Neumann ist das Kind zweier Schoa-Überlebender. Seine Mutter Frania war in Auschwitz, sein Vater Hans, ein in Breslau geborener jüdischer Sozialdemokrat, floh vor den Nazis durch halb Europa bis in die französische Fremdenlegion. Mit General Charles de Gaulle zog er 1945 in Paris ein. Dem Schicksal des Vaters spürte Neumann akribisch in Archiven nach und schrieb darüber den biografischen Roman Im Zweifel nach Deutschland.
Seine Eltern kehrten nach dem Krieg ins »Land der Täter« zurück, obwohl sie eigentlich nach Australien oder in die USA auswandern wollten. Doch wegen der Herzerkrankung des Vaters blieb ihnen die Einreise verwehrt. Hier gründeten Moritz Neumanns Eltern eine der ersten jüdischen Gemeinden in Deutschland. In Fulda wurde auch Moritz Neumann geboren. Von seinen Eltern hat der 65-Jährige das Kämpferische gelernt. »Trau dich, deine Meinung zu sagen« war ihre Maxime. »Ich wurde zum Widerspruch erzogen und dass wir uns nicht dafür verstecken, Juden zu sein«, sagt er. Seine Mutter Frania war eine der Schoa-Überlebenden, die über das Grauen in Auschwitz nicht geschwiegen hat.

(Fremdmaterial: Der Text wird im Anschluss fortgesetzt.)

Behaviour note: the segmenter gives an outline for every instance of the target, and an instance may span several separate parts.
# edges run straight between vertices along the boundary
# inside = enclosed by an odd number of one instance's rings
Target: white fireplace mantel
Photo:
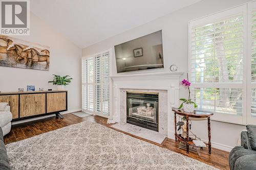
[[[179,79],[180,76],[184,74],[184,72],[152,72],[147,74],[138,74],[131,75],[119,75],[117,76],[111,76],[110,77],[113,81],[123,80],[131,81],[136,80],[165,80]]]
[[[113,108],[111,115],[113,120],[121,122],[121,114],[125,114],[120,107],[121,101],[123,103],[126,99],[121,99],[120,90],[123,89],[167,90],[166,99],[167,105],[167,137],[174,137],[174,116],[171,114],[172,107],[179,105],[179,90],[180,77],[183,72],[162,72],[138,74],[122,74],[112,76],[113,80]]]

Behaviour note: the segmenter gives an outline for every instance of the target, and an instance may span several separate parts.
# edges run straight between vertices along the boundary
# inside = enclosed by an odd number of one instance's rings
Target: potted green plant
[[[187,79],[188,80],[188,78]],[[195,108],[197,107],[197,106],[195,102],[191,101],[190,90],[189,89],[189,86],[190,86],[191,83],[188,81],[188,80],[184,79],[180,82],[180,84],[185,88],[185,89],[188,90],[188,98],[187,99],[184,98],[180,99],[180,100],[183,102],[180,105],[179,109],[181,109],[183,107],[184,111],[187,112],[193,112],[195,110]]]
[[[57,85],[57,90],[64,90],[64,86],[69,84],[73,79],[69,76],[61,77],[59,75],[53,75],[54,76],[53,80],[50,81],[48,83],[53,83],[53,85]]]

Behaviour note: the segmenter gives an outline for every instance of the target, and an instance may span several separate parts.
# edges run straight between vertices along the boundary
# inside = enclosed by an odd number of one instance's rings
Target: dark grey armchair
[[[247,125],[246,129],[241,134],[241,145],[229,154],[231,170],[256,169],[256,126]]]

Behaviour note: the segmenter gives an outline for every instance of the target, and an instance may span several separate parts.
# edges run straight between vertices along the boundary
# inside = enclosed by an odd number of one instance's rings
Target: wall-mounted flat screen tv
[[[163,68],[162,30],[115,46],[117,72]]]

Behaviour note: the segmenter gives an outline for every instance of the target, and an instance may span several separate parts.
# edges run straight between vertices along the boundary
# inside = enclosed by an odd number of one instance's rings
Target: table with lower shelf
[[[211,142],[210,142],[210,117],[214,115],[214,113],[210,112],[205,112],[201,111],[194,111],[194,112],[186,112],[183,109],[180,109],[176,108],[173,108],[172,110],[174,112],[174,124],[175,129],[175,141],[177,140],[184,142],[186,144],[187,153],[189,153],[189,146],[193,144],[193,139],[189,138],[188,136],[188,121],[189,117],[195,118],[207,118],[208,122],[208,143],[205,144],[208,145],[209,149],[209,154],[211,153]],[[176,122],[176,114],[180,115],[186,117],[186,138],[183,138],[180,135],[178,135],[177,133],[177,122]]]

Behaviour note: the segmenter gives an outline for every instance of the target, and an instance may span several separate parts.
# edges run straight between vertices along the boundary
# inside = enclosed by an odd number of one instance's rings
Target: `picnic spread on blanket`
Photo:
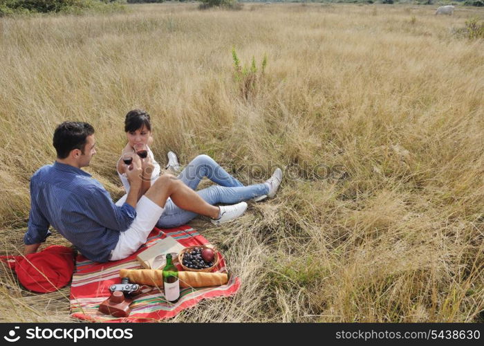
[[[198,255],[207,249],[212,251],[205,251],[205,258],[212,261],[198,260]],[[174,302],[165,297],[162,269],[167,255],[178,270],[179,295]],[[239,278],[227,273],[222,254],[189,226],[155,228],[146,244],[124,260],[99,263],[79,255],[76,266],[71,286],[71,316],[89,321],[156,322],[174,317],[203,299],[235,294],[240,286]]]

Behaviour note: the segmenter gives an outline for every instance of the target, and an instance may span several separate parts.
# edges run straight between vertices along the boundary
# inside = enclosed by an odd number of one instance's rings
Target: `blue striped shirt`
[[[106,262],[120,232],[128,229],[136,217],[129,204],[114,204],[91,174],[56,161],[41,167],[30,179],[30,212],[24,242],[45,242],[52,225],[85,257]]]

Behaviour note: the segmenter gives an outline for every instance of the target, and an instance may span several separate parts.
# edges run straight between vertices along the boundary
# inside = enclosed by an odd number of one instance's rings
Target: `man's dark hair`
[[[151,122],[149,114],[142,109],[133,109],[129,111],[124,119],[124,132],[136,131],[146,126],[147,129],[151,131]]]
[[[54,131],[53,145],[58,158],[66,158],[69,153],[79,149],[84,155],[87,136],[94,134],[94,127],[87,122],[65,121]]]

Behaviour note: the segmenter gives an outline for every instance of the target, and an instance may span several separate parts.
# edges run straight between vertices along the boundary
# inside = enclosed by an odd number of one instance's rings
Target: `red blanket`
[[[129,317],[115,318],[102,313],[98,310],[99,304],[109,297],[109,286],[121,282],[119,270],[122,268],[141,268],[136,255],[147,246],[151,246],[167,236],[173,237],[184,246],[209,244],[196,230],[189,226],[162,230],[154,228],[149,235],[146,245],[124,260],[98,263],[80,255],[77,259],[77,272],[73,276],[71,286],[71,316],[96,322],[156,322],[174,317],[182,310],[193,307],[202,299],[228,296],[236,293],[240,286],[240,281],[234,276],[232,276],[227,284],[217,287],[180,288],[180,299],[175,304],[167,302],[165,300],[163,292],[153,288],[147,295],[143,295],[131,303],[131,312]],[[178,268],[181,269],[180,267]],[[216,271],[227,271],[223,258]]]

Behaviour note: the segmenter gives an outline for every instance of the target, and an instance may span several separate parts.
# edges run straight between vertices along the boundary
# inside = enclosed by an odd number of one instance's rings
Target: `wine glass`
[[[148,156],[148,147],[144,143],[138,143],[134,145],[134,151],[136,152],[138,156],[141,158],[146,158]]]

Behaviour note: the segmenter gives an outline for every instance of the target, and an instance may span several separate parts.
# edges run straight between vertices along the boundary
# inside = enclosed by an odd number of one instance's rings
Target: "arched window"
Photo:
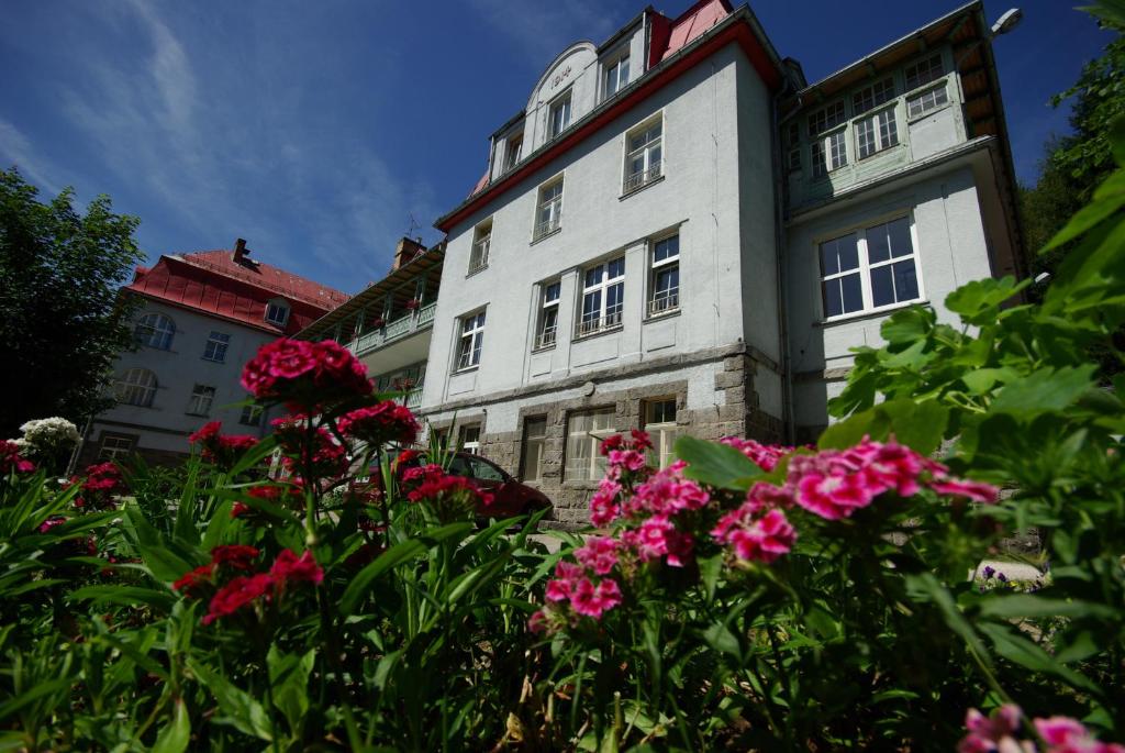
[[[133,337],[142,346],[168,350],[172,347],[172,335],[176,334],[176,324],[163,314],[145,314],[137,321]]]
[[[156,375],[143,368],[128,369],[117,379],[115,392],[118,403],[151,407],[156,394]]]

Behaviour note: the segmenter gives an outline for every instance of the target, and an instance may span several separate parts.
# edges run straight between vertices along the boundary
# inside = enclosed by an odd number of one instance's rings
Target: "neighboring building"
[[[484,251],[487,263],[487,244]],[[426,249],[403,237],[390,272],[348,303],[305,328],[305,340],[335,340],[346,346],[375,379],[379,392],[405,393],[402,402],[422,404],[430,330],[441,285],[443,243]]]
[[[230,433],[268,433],[269,416],[232,406],[248,397],[243,365],[348,296],[249,254],[238,239],[233,251],[162,256],[152,269],[137,267],[123,288],[141,298],[137,348],[118,359],[118,403],[91,423],[80,463],[132,452],[174,463],[188,455],[188,436],[214,420]]]
[[[811,438],[889,312],[1023,271],[990,38],[972,2],[808,86],[701,0],[567,48],[435,223],[421,412],[564,522],[611,432]]]

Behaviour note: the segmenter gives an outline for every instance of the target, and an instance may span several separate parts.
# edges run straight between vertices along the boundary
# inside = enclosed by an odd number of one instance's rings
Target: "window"
[[[862,115],[892,99],[894,99],[894,80],[886,78],[876,81],[866,89],[861,89],[852,95],[852,114]]]
[[[648,315],[659,316],[680,308],[680,236],[652,244],[652,278]]]
[[[845,133],[837,131],[812,142],[812,177],[822,178],[847,164]]]
[[[188,401],[189,415],[210,415],[212,403],[215,402],[215,387],[197,384],[191,388],[191,400]]]
[[[99,460],[119,460],[133,451],[134,437],[128,434],[101,434],[101,447],[98,449]]]
[[[231,335],[212,331],[204,348],[204,360],[222,364],[226,360],[226,348],[231,344]]]
[[[520,478],[538,482],[543,477],[543,448],[547,445],[547,416],[528,416],[523,420],[523,456],[520,459]]]
[[[932,55],[926,60],[918,61],[914,65],[908,65],[906,70],[907,91],[925,86],[930,81],[937,81],[945,75],[945,66],[942,65],[942,54]]]
[[[626,258],[618,257],[585,272],[577,335],[621,326],[626,295]]]
[[[262,406],[261,405],[243,405],[242,415],[238,416],[238,423],[244,427],[260,427],[262,425]]]
[[[472,250],[469,251],[469,274],[488,266],[488,246],[492,243],[492,222],[477,225],[472,233]]]
[[[485,339],[485,313],[461,319],[461,337],[457,344],[457,369],[468,369],[480,364],[480,346]]]
[[[603,99],[618,93],[627,83],[629,83],[629,55],[623,55],[605,69],[602,81]]]
[[[899,124],[889,107],[855,123],[855,144],[860,159],[871,156],[899,143]]]
[[[825,317],[917,301],[917,253],[910,219],[858,230],[820,244]]]
[[[542,287],[539,323],[536,326],[536,349],[552,348],[558,339],[559,293],[562,284],[556,280]]]
[[[819,136],[826,131],[831,131],[846,119],[844,117],[844,102],[829,105],[809,116],[809,135]]]
[[[270,324],[285,326],[289,321],[289,305],[284,301],[270,301],[266,305],[266,321]]]
[[[128,369],[114,385],[118,403],[152,407],[152,398],[156,394],[156,375],[148,369]]]
[[[480,424],[461,427],[457,430],[457,443],[462,452],[480,454]]]
[[[629,151],[626,154],[626,181],[622,192],[637,190],[660,177],[663,134],[662,118],[626,135]]]
[[[613,433],[614,412],[602,407],[572,413],[567,419],[564,481],[597,481],[605,475],[605,458],[597,449]]]
[[[930,110],[936,110],[942,105],[950,101],[950,95],[945,91],[945,83],[942,86],[924,91],[920,95],[910,97],[907,99],[907,117],[918,117],[919,115],[925,115]]]
[[[673,446],[676,443],[676,398],[662,397],[645,403],[645,431],[652,440],[649,461],[664,468],[672,461]]]
[[[142,346],[168,350],[172,347],[176,324],[163,314],[145,314],[137,321],[133,338]]]
[[[523,151],[523,134],[518,133],[507,140],[504,147],[504,172],[507,172],[520,161],[520,152]]]
[[[551,104],[550,122],[547,132],[551,138],[562,133],[570,125],[570,92],[566,92]]]
[[[539,207],[536,210],[536,232],[532,240],[539,240],[557,231],[562,219],[562,179],[539,189]]]

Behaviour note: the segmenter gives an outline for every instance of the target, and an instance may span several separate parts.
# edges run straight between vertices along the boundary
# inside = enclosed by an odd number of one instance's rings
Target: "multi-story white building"
[[[339,290],[234,250],[168,254],[138,267],[123,295],[140,298],[135,350],[114,367],[117,405],[87,432],[80,464],[136,452],[168,464],[188,455],[188,436],[219,420],[227,433],[262,436],[270,416],[251,406],[240,379],[266,342],[295,334],[348,301]]]
[[[421,412],[562,522],[609,433],[813,438],[890,312],[1023,271],[994,34],[972,2],[811,86],[724,0],[572,45],[435,223]]]

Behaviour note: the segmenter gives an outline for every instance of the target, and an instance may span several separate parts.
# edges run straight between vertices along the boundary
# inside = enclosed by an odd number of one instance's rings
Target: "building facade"
[[[269,418],[249,406],[240,384],[258,349],[299,332],[348,296],[233,250],[162,256],[138,267],[123,295],[140,299],[135,350],[122,353],[111,388],[117,405],[90,424],[80,464],[137,454],[171,464],[208,421],[262,436]]]

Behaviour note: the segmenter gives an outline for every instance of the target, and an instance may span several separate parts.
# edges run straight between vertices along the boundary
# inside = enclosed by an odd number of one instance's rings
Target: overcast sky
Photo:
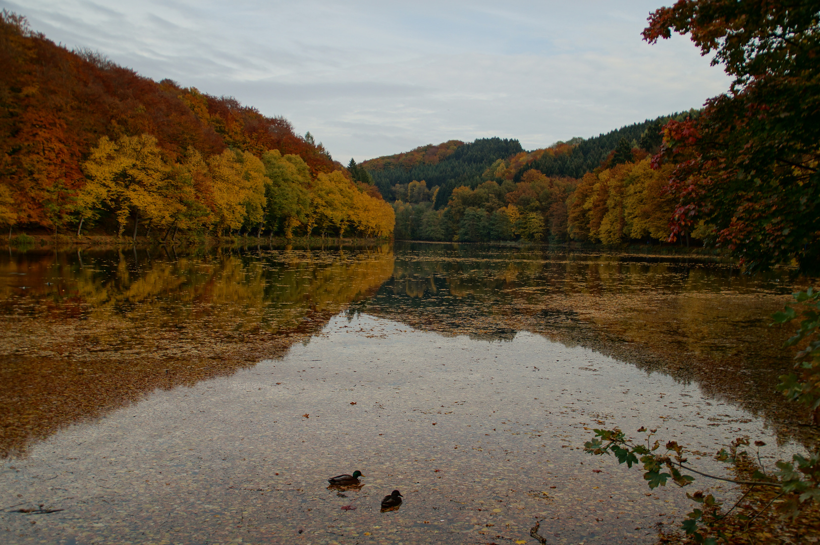
[[[699,107],[728,89],[688,38],[650,46],[672,0],[0,0],[69,48],[231,95],[346,163],[499,136],[526,149]]]

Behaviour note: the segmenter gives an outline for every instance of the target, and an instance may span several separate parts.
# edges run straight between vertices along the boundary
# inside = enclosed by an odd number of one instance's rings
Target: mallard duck
[[[330,477],[327,482],[330,484],[358,484],[358,478],[364,477],[361,471],[353,471],[352,475],[344,475]]]
[[[390,509],[390,507],[398,507],[402,504],[402,497],[403,497],[400,492],[394,490],[392,494],[385,496],[385,499],[381,500],[381,508]]]

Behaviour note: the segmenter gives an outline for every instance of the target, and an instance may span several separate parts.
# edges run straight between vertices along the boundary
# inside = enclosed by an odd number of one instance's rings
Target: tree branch
[[[691,471],[692,473],[697,473],[699,475],[703,475],[704,477],[708,477],[709,479],[716,479],[718,480],[724,480],[727,483],[735,483],[736,484],[751,484],[752,486],[776,486],[780,488],[781,485],[780,483],[769,483],[767,481],[754,481],[754,480],[736,480],[734,479],[727,479],[725,477],[718,477],[717,475],[710,475],[708,473],[704,473],[703,471],[698,471],[694,470],[688,466],[684,466],[683,464],[678,463],[678,465],[686,470],[687,471]]]

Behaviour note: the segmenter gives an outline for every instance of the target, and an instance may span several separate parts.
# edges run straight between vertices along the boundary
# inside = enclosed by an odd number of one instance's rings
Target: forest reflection
[[[280,356],[392,271],[389,246],[11,254],[0,261],[0,456],[155,388]]]
[[[344,311],[485,340],[531,331],[778,422],[803,418],[772,388],[791,361],[769,316],[812,282],[788,270],[465,244],[178,252],[0,259],[0,456],[156,388],[280,356]]]
[[[358,311],[486,340],[526,330],[694,381],[770,421],[805,418],[773,388],[791,368],[781,347],[791,330],[770,327],[771,314],[813,281],[792,270],[753,276],[708,257],[464,244],[397,244],[394,255],[392,277]]]

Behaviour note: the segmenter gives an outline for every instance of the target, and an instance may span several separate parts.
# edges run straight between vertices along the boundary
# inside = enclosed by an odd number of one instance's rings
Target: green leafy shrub
[[[809,288],[805,292],[794,293],[795,300],[800,304],[800,312],[790,307],[786,307],[782,312],[772,315],[774,323],[786,324],[800,320],[800,327],[795,335],[790,338],[784,347],[803,347],[795,357],[796,373],[780,377],[777,389],[783,392],[790,400],[802,403],[812,412],[814,424],[818,424],[818,407],[820,407],[820,291]],[[584,452],[594,456],[614,455],[619,464],[628,467],[641,464],[644,479],[649,488],[666,486],[672,480],[683,488],[695,482],[695,478],[688,473],[694,473],[708,479],[727,481],[749,487],[741,497],[725,513],[721,512],[722,502],[712,494],[706,496],[700,491],[686,493],[686,497],[695,502],[698,506],[686,515],[681,529],[696,543],[718,543],[720,538],[724,543],[736,543],[730,528],[736,529],[738,523],[745,525],[744,532],[763,515],[772,504],[780,500],[777,511],[784,520],[792,523],[801,511],[813,502],[820,502],[820,451],[815,450],[808,456],[795,454],[791,461],[782,460],[776,462],[777,471],[767,473],[760,463],[759,447],[764,446],[763,441],[755,441],[758,448],[757,461],[745,450],[739,450],[749,446],[748,438],[741,437],[731,442],[727,448],[722,448],[715,459],[733,466],[741,474],[749,475],[751,479],[727,479],[699,471],[687,464],[685,449],[675,441],[669,441],[663,447],[659,440],[652,441],[656,429],[641,427],[639,433],[647,433],[645,444],[626,438],[618,428],[613,429],[594,429],[595,438],[584,444]],[[735,520],[730,521],[729,515],[740,502],[757,488],[774,488],[776,494],[766,506],[753,516],[738,514]]]

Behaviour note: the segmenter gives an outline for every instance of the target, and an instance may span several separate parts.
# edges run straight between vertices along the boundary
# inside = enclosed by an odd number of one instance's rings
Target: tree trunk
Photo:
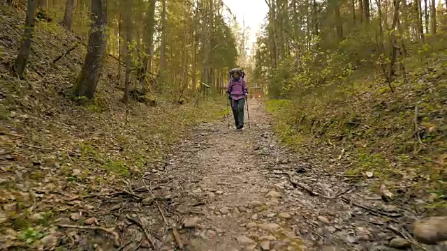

Reden »Sie musste darüber reden«, erinnert sich der Sohn. Auch wenn er diese Berichte als Kind nicht hören wollte, »geprägt haben sie mich«. Und auch seine Kinder. Den Widerspruch, zu dem er erzogen wurde, hat Moritz Neumann bei seinen Eltern nie ausgelebt. »Ich habe nicht gegen meine Eltern revoltiert. Ich hatte keinen Grund dazu, und ich wollte auch die Menschen nicht verletzen, die so viel schon gelitten hatten.« Er erinnert sich an ein sehr enges Familienleben. »Es gab nur uns. Wir waren eine Art Dreier-Zelle.«
Das war auch der Grund, dass er einen seiner Träume nicht verwirklichte: die Ausreise nach Israel. Mit 14 Jahren fuhr er mit einer Jugendgruppe in einen Kibbuz. »Ich kam heim in der festen Überzeugung, da gehe ich jetzt hin.« Seine Familie war dem zionistischen Gedanken verbunden. Neumanns Mutter war als junge Frau vor dem Krieg Mitglied in einer zionistischen Organisation. Doch sie selbst ist später nie nach Israel gereist. Aus gesundheitlichen Gründen. Nach dem frühen Tod des Vaters wollte Moritz Neumann seine Mutter nicht allein in Deutschland zurücklassen. »Es gab ja außer mir niemanden«, sagt er.
Neumanns Geburt und die Geburtsstunde des Staates Israel fallen in das gleiche Jahr. »Ich war einen Monat früher«, scherzt Neumann. Seinen Traum vom Kibbuz hat er mit zahlreichen Reisen ins Land kompensiert. In Darmstadt hat er Wurzeln geschlagen, hat eine Familie mit drei Kindern und sechs Enkeln gegründet. Als Kind von Schoa-Überlebenden wuchs er ohne Tanten, Onkel oder Cousinen auf. »Ich habe mir immer eine große Familie gewünscht«, sagt er.